In der ersten Phase dieser Vorgehensweise ist es für das Management sinnvoll, ein Suchfeld auszuwählen, um den Fokus auf eine bestimmte Zielgruppe zu lenken. Hierbei werden durch eine Ist-Analyse derzeitige Kundenbedürfnisse definiert und untersucht. Zum Beispiel könnte ein solches Suchfeld durch neue Dienstleistungen für Gewerbekunden eines Stadtwerks dargestellt werden. Anschließend werden durch ein nationales und internationales Marktscreening Ideen für Dienstleistungen und neue Geschäftsmodelle für Gewerbekunden gesammelt.
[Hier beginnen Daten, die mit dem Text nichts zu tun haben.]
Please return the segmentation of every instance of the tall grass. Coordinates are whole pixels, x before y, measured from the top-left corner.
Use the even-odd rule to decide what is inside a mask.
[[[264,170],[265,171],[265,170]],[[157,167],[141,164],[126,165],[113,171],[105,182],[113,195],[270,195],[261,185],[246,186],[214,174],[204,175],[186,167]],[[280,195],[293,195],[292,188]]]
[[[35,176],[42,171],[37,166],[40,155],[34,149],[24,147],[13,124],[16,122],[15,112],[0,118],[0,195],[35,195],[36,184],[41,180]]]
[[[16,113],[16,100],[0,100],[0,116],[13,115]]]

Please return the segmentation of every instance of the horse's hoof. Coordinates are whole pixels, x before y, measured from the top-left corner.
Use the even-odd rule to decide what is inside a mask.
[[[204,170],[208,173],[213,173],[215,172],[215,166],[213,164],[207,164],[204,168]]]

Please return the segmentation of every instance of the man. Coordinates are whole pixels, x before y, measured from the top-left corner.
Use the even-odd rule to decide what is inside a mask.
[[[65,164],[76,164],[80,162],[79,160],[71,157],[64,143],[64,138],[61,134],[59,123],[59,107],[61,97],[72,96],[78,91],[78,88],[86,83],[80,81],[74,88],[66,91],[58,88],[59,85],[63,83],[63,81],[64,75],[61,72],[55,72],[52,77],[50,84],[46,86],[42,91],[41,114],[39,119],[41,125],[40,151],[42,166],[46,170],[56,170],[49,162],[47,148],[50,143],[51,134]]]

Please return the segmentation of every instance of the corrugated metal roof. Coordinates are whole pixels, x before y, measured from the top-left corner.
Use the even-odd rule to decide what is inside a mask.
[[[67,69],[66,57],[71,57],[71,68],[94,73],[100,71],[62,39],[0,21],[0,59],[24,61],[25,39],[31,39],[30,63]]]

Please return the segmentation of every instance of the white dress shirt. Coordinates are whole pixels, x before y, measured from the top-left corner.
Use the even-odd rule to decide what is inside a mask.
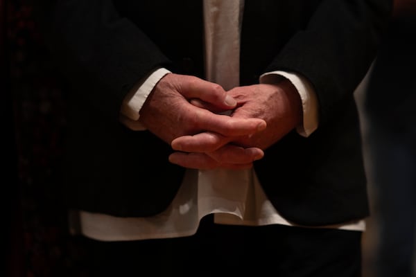
[[[239,84],[240,31],[243,0],[204,0],[205,71],[207,80],[225,89]],[[137,84],[125,98],[121,121],[135,130],[144,129],[139,111],[157,82],[169,71],[159,69]],[[263,83],[287,78],[297,88],[302,101],[303,124],[300,135],[308,136],[318,127],[318,101],[312,87],[302,76],[283,71],[260,77]],[[156,172],[158,174],[158,172]],[[139,183],[140,176],[137,176]],[[163,193],[163,192],[161,192]],[[227,170],[188,169],[173,202],[163,213],[146,217],[117,217],[80,212],[80,232],[104,241],[175,238],[194,234],[200,220],[214,213],[218,224],[298,226],[282,217],[265,195],[253,169]],[[363,231],[365,221],[322,226]]]

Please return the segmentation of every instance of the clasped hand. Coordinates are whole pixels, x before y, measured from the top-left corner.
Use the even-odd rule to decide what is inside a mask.
[[[173,163],[246,169],[300,123],[302,103],[288,81],[225,91],[194,76],[169,73],[148,96],[140,120],[176,150],[169,156]]]

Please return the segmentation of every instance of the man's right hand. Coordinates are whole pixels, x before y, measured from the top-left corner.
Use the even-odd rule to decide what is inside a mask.
[[[168,73],[148,97],[140,110],[139,120],[169,144],[180,136],[202,132],[229,137],[249,136],[266,127],[262,119],[232,118],[196,107],[190,103],[193,99],[208,102],[216,111],[233,109],[236,105],[236,101],[217,84],[195,76]],[[257,148],[242,151],[236,146],[234,150],[239,157],[236,159],[237,163],[250,163],[263,156],[263,151]]]

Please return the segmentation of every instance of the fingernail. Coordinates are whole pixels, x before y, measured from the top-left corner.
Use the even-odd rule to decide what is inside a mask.
[[[232,97],[231,97],[229,95],[225,96],[225,100],[224,100],[224,102],[227,106],[232,106],[232,107],[234,107],[236,105],[237,105],[237,101],[236,101],[236,100],[234,98],[233,98]]]
[[[257,131],[263,131],[263,129],[266,129],[266,122],[262,122],[261,123],[259,123],[259,125],[257,125]]]

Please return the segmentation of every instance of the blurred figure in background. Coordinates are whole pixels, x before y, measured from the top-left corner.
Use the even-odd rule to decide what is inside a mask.
[[[416,1],[396,0],[364,111],[374,182],[376,277],[416,276]]]

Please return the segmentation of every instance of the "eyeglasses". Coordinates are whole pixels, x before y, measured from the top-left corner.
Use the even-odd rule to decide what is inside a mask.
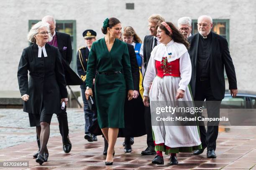
[[[203,27],[205,27],[210,24],[197,24],[197,25],[198,27],[201,27],[201,26],[202,26]]]
[[[84,38],[84,40],[92,40],[92,38]]]
[[[179,30],[180,31],[187,31],[189,30],[189,28],[180,28]]]
[[[49,32],[49,31],[46,31],[46,31],[44,31],[44,32],[41,32],[38,33],[38,34],[42,34],[42,35],[46,35],[47,34],[48,34],[50,32]]]
[[[150,29],[154,29],[156,28],[156,26],[149,26],[149,25],[148,25],[148,28],[150,28]]]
In dem Marktscreening sollten möglichst viele Ideen erfasst werden, da die meisten der fixierten Erstideen später verworfen werden. Für die Durchführung der Phasen 2 bis 4 bieten sich Kreativworkshops mit Mitarbeitern aus unterschiedlichen Abteilungen an. In unserem Beispiel mit dem Suchfeld  neue Dienstleistungen für Gewerbekunden werden hierbei Mitarbeiter aus den Bereichen Beschaffung, Vertrieb, Recht, Produktmanagement und Erneuerbare Energien eingeladen. Verschiedene Dienstleistungen können dadurch mit unterschiedlichen Sichtweisen analysiert und bewertet werden. In der zweiten Phase werden den Workshop-Teilnehmern die Ergebnisse aus der Phase 1 (Marktscreening) bewertungsneutral vorgestellt. Diese werden dabei visualisiert und in verschiedene Kategorien (aus unserem Beispiel für Gewerbekunden: Beschaffungsstrategie, dezentrale Eigenversorgung, Lastmanagement, Energieeffizienz)  eingeordnet. Während der Ideenvorstellung werden neue Ideen der Teilnehmer in Geschäftsmodelle integriert und alternative Projektideen vorgeschlagen (Phase 2).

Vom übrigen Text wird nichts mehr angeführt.